第二章 掌の中
ようやく第二章に入りました。これから面白くなっていくと思われるので、お付き合いお願いします
少し肌寒さを感じて思わず目が開く。朧気な目は上手く焦点を捉えきれず、意識は未だに夢見心地を彷徨っている。夢と現の境がはっきりと分かれた時、沸々と迫り来る危機感が僕を駆り立てる。
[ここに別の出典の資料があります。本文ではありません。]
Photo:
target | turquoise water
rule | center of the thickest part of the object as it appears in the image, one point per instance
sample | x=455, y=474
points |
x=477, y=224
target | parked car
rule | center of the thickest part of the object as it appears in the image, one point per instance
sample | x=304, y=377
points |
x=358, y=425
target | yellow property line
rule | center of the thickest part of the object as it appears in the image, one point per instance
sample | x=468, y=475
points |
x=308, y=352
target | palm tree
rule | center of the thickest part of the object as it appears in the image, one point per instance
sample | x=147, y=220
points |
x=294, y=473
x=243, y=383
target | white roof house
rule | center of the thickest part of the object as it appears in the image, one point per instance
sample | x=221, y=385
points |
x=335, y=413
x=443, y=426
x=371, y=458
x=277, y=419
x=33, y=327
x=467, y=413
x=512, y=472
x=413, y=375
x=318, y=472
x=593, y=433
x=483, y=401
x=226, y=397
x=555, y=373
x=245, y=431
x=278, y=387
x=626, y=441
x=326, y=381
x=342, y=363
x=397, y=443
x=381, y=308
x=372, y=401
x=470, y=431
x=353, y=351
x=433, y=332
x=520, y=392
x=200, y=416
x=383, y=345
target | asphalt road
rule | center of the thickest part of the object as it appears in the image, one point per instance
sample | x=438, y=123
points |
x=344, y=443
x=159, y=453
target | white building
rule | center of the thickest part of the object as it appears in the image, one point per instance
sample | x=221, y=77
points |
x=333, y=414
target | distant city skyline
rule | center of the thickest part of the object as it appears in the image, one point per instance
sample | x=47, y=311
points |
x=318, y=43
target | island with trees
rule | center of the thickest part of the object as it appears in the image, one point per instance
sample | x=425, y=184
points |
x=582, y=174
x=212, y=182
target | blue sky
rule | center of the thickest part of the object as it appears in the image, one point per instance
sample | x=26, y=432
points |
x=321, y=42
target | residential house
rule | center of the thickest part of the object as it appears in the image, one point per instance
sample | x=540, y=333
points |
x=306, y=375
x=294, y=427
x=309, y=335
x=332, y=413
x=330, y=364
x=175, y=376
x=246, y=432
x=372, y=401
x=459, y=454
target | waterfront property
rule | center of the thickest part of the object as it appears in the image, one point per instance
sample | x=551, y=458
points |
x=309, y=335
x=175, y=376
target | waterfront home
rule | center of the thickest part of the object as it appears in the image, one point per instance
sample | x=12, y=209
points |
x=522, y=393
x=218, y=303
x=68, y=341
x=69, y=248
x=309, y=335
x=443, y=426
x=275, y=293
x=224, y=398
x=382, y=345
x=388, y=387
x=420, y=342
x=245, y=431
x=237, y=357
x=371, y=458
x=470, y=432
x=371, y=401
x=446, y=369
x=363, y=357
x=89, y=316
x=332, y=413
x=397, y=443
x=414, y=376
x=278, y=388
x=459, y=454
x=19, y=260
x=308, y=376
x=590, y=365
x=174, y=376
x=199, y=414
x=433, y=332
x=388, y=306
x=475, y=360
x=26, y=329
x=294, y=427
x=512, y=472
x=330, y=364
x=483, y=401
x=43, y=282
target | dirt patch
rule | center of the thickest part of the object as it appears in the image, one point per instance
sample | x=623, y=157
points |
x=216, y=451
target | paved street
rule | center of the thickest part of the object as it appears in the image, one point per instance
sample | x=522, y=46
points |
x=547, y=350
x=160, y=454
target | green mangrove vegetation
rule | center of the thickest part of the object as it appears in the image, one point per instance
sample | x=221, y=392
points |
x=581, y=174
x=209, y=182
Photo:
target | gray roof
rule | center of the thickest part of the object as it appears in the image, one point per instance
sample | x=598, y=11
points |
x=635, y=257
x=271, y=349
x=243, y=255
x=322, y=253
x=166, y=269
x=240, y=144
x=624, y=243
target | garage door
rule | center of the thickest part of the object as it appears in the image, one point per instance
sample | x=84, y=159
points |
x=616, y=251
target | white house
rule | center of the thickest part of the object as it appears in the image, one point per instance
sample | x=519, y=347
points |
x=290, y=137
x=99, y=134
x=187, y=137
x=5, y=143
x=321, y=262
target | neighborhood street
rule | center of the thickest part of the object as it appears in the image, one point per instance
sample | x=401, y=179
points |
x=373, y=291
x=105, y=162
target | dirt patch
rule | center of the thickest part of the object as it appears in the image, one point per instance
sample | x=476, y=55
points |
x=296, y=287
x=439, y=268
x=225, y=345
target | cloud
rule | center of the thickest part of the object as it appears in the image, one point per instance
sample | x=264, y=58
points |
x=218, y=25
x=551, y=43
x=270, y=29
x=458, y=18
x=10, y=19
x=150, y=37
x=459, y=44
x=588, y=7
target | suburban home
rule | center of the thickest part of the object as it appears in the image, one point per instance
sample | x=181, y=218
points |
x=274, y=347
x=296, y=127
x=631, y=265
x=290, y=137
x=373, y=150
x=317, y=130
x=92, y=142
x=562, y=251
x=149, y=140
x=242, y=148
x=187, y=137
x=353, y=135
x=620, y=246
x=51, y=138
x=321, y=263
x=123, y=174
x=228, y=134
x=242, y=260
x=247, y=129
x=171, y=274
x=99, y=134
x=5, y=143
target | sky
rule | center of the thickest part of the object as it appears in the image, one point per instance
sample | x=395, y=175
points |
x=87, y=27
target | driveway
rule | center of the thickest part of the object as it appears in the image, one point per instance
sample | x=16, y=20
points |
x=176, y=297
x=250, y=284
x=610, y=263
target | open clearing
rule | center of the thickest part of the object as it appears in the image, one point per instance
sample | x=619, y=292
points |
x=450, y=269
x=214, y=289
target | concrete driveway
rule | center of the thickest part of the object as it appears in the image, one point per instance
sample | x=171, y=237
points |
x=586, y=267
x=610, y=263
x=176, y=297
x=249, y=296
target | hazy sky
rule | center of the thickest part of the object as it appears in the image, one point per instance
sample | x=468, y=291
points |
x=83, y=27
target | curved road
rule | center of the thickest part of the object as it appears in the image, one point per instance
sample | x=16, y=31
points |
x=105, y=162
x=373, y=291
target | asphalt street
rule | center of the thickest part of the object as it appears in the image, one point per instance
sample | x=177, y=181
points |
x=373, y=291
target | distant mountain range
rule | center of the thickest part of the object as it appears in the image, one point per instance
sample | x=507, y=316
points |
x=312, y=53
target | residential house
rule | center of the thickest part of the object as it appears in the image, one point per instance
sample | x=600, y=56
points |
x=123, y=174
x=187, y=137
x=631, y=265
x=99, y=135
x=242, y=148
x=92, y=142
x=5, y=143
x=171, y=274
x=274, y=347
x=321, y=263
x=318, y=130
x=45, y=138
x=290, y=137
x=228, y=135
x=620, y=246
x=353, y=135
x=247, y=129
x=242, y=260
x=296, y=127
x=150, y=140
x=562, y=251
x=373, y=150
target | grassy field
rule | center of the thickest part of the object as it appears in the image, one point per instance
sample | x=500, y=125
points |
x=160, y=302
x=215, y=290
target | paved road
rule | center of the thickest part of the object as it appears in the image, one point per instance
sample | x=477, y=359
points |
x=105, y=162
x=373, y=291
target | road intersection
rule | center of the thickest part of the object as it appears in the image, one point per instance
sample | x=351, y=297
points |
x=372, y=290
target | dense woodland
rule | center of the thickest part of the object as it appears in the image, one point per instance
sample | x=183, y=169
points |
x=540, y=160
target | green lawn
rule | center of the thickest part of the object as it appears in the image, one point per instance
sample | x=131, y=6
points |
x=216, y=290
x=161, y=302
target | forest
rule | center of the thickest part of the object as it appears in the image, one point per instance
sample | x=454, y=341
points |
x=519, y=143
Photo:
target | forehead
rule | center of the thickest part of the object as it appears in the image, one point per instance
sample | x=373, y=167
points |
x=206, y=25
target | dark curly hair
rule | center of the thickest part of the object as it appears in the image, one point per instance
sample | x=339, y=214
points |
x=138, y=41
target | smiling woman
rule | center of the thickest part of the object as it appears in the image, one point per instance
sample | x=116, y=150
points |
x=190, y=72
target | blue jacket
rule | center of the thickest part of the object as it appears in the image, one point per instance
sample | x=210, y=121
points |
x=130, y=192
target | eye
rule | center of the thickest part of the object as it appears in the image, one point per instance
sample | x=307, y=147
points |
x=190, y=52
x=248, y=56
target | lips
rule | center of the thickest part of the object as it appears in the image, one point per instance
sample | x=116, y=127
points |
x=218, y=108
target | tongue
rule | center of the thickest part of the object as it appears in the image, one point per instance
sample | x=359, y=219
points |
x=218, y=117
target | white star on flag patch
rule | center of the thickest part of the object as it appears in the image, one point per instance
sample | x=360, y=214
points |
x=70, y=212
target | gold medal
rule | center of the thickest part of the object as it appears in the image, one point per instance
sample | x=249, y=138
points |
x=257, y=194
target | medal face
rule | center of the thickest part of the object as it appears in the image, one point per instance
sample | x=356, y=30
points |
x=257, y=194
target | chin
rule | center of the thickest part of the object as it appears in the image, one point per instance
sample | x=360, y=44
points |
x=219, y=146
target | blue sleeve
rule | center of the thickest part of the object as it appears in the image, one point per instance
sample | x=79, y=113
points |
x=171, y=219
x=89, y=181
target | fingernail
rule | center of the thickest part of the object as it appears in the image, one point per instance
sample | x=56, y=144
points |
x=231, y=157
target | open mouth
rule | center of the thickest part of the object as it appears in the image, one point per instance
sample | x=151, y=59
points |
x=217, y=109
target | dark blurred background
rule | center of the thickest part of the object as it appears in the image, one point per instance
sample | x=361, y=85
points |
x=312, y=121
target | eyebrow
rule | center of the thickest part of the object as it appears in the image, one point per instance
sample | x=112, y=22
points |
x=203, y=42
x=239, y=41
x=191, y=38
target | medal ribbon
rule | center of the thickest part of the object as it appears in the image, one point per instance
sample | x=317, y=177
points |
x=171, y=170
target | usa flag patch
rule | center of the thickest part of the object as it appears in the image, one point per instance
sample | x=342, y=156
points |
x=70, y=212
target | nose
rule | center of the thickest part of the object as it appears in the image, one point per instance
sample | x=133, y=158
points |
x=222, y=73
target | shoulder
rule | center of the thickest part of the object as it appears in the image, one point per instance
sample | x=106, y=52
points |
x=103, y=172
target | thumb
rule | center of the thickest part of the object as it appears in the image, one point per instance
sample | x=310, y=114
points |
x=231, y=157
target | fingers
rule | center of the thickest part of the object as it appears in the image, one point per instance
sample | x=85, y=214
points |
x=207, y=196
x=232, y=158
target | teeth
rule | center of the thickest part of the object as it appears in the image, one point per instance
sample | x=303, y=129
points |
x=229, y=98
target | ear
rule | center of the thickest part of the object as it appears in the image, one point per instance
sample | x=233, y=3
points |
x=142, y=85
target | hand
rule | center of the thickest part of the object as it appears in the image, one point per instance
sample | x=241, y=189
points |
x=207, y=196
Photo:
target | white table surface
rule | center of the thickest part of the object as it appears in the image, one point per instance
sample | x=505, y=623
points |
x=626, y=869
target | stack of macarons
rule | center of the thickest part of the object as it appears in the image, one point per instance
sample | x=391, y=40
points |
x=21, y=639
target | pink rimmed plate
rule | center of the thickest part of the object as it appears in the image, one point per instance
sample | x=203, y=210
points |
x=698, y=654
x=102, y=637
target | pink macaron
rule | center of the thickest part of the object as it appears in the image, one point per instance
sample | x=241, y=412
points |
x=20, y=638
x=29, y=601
やばい。と思って状態を起こすように脳が全細胞に呼びかけた途端、背中に激痛が走る。
「痛っ」
どうやら昨日はあれから椅子に座ったまま寝てしまったらしい。丸まった背中を摩りながら急いで時計を探す。時計の発見と同時に6時を知らせるアラームが鳴り始める。
「まだ6時か。よかった」
寝坊したかと思って内心ホッとする。アラームを止めて、年寄りみたいに丸まった背中を無理矢理矯正する。
「うぅ……ううぅ…」
骨が折れたような音を鳴らしながら、一段一段階段を下りていく。
静まり返ったリビングには、微かに父の残り香が漂っていた。以前母から父の出勤時間が早くなったと聞いていたが、こんなに早いとは思わなかった。容態の優れていない昨日の父を思い出すと、少し心配になる。
そのままキッチンに回り、ヤカンに水を汲み火にかける。食器棚からマグカップを二つ取り出して、コーヒーを二人分作る。お湯が沸くまでテレビを見ようと思い、テーブルの上に置いてあるリモコンに手を伸ばすが、脇に置いてある新聞が目に入る。恐らく父が出勤前に読んだのだろう。何故か暫く新聞から目が離れない。
何か大事な事を忘れている気がする。
―――――柳田 涼子。
思い出して一目散に新聞を捲る。これで全てがはっきりするはず。
本当はあってはいけない記事なのだが、心密かに期待してしまう自分がいる。
何枚か捲るうちに、ある見出しに目が留まる。
『港区女子高校生刺殺 連続通り魔の疑い』
昨日21時30分頃、東京都港区の南麻布で女子高校生が何者かに刺され、路上に倒れているところを近所の住人が発見し、警察に通報した。
殺害されたのは、事件が起きた南麻布に在住の 柳田 涼子さん(17)であることが判明。
涼子さんは地元の高校に通う高校3年生で、事件当日は銀座や六本木の高級ブランド店で買い物をしたあと、最寄りの広尾駅から自宅に帰る途中に何者かに殺害された疑い。警察庁は涼子さんの所持品が何も盗まれていないことから、先週に起こった通り魔事件と同一犯の可能性も視野に入れ、殺人事件として捜査することを明らかにした。
暫く食い入るように見ていたその記事が、ゲームの真偽を解くと同時に新たな疑心暗鬼を呼び起こす。ただ無感情に羅列しているだけの文字は、恐怖感を煽るのには充分過ぎるものだった。
遠くで寝室のドアが閉まる音がして急いで新聞を畳む。テレビを点けて、いかにもテレビを見ていたかのように装う。リビングのドアが開き、眠そうな母が入ってきた。
「おはよう」
「おはよう、今日も早いのね。さっきからお湯沸いてるわよ」
「えっ、ごめん。ついテレビに夢中で」
少しはにかんでみせてキッチンに回る。ヤカンの怒りを静めてマグカップにお湯を注いでいく。その行為を見た母が白々しく聞いてくる。
「あっ、お母さんの分は?」
マグカップが二つ置いてあるのを見れば分かるだろう。まったくこの人は。
「あるよ。ちゃんと」
無愛想に答え、二つ目にお湯を注ぐが半分くらいで滴に変わってしまう。沸かし過ぎて蒸発してしまったのだろう。どう見ても足りない。
「教えた通りね」
笑いながら言う母は、当たり前のように出来上がった方のマグカップを手に取り、リビングに戻っていく。最低だ。
仕方なく冷凍庫から氷を三つ取り出してカップに入れ、残りを牛乳で割ってアイスラテにする。スプーンで掻き混ぜ、底まで冷えたところで一気に飲み干す。なんだか損した気分だ。
使ったカップを洗い、水切り籠に逆さに置いて手を拭く。リビングに戻ると、そこには熱心にチラシを睨む主婦がいた。
「そろそろ朝御飯作ってね。俺部屋で支度してるから、出来たら呼んで」
「あぁもうそんな時間?弁当はいらないのよね?」
重い腰を上げてキッチンに向かう。
「うん、いらない。でもテストは今日までだから明日からまた弁当ね」
キッチンの方からわざとらしい声で、聞こえなーいと母の声が聞こえたが、これ以上は相手にしていられないので無視して二階に上がる。
もしかすると、家の母はクレメントキースより性質が悪いのかもしれない。